Gerçek kavramı insanlar tarafından hoş karşılanmaz ve genellikle tehdit olarak algılanır. Bu nedenle hem gerçek, hem de gerçeği söylediğini iddia eden kişi lanetlenerek sistem dışına itilir. Aynı zamanda toplumsal mitomani belirir. Bilinmeyene karşı toplumsal kalkan. Çünkü gerçek çoğu zaman sahici bir yıkımdan ibarettir.

Gerçek, insanların tabularına karşı bir saldırıdır. Kutsal atfettiği değerlere, inançlarına, yargılarına, doğrularına ve temelde şahsi bilincine yapılan bir varoluş operasyonudur. Bünyesine gerçek zerk edilen kişi, bir daha tininden asla ayrılmayacak bulantıyı derinden hissetmeye başlar. Gerçeğin ağırlığı fizikî ağırlıktan ötedir ve birey deneyimlemediği bu ağırlık ile nasıl başa çıkacağını bilemez hale gelmiştir. 
Tabuları yıkılan kişi, evsiz kalmış gibidir. Korku ve endişe bütün bedenine hakim olmuştur. Melankolik, depresif ruh hâli vuku bulmaya başlamış, değersizlik hissi ile toplumdan kendini soyutlama başlamıştır. Ağırlığın şiddeti acıyı perçinlemiş ve birey acıya nasıl tepki vereceğini bilemez hâle gelmiştir. 
Tıpkı sevinçlerine nasıl tepki vereceğini bilemez hâle geldiği gibi.

Toplumda; sorgulamaktan uzak, dayatılanı benimseyen, çarkın dişlisi bireyler
sorgulamaya başlayan, gerçeklerle yüzleşmeye başlayan bireyler 
ağırlığın şiddeti -bulantının şiddeti- arttıkça gerçeklerden kaçmaya meyili olan bireyler
olmak üzere üç ana grup vardır.
Sorgulamaktan uzak, kişisel alan ve yeterli objektifliğe sahip olmaksızın yaşamını sürdüren bir birey, bu süreçte hayattaki en mutlu dönemini sürdürüyor.
"L'ignorance était autrefois un bonheur éternel."
•Chuck Palahniuk
(Cehalet bir zamanlar sonsuz mutluluktu.)

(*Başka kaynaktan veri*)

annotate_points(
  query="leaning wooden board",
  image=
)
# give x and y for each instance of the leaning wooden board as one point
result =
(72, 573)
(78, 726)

Gerçekle tanışıklığı olan her bireyin tabuları sallantıdadır. Kişi merak ve keşif heyecanı içinde daha fazla sorgulama ve araştırma arzusuna kapılır. Süreç içerisinde karşılaştığı her gerçek (tabularını sarsan/yıkan olay) kişinin zihnini bulandırır. Anlam çabası ve keşfetme arzusu, bulantının yarattığı tahribatı azaltsa dahi, bulantı kişinin benliğine her geçen gün daha fazla yayılmaktadır. Kişi belli bir zaman sonra fark eder ki; tahrip olmuş bir tine ve yorulmuş bir vücuda sahiptir fakat yine de bilmek için yaşamak, yaşamak içinse bilmek zorundadır.
Bir zamanlar birinin dediği gibi; insanın kurtulamayacağı en şiddetli bağımlılık, meraktır.

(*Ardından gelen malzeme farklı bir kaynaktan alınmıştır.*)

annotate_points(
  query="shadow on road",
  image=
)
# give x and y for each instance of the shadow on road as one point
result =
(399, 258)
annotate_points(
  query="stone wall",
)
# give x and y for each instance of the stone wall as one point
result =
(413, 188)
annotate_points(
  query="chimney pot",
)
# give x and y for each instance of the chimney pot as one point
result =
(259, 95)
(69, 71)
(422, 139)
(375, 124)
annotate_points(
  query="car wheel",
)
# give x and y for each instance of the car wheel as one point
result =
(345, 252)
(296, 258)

Zamanla gerçek kavramı ve bulantı bireyi tüketmeye başlar. Varoluşun ve gerçeğin çıplaklığı karşısında boyun eğmek zorunda kalan insan, son aşama olan, tekrar hiçbir şey bilmediği zamana dönmenin hayalini kurmaya başlar. Temel olarak yaşamın asıl amaçlarından biri: insanın, başladığı yere geri dönmeye çalışmasıdır. Aslında her şey ileri gitmek için değil, aslında her şey geri gitmek için.

Hem gerçek kavramını gerçek kılan nedir ki?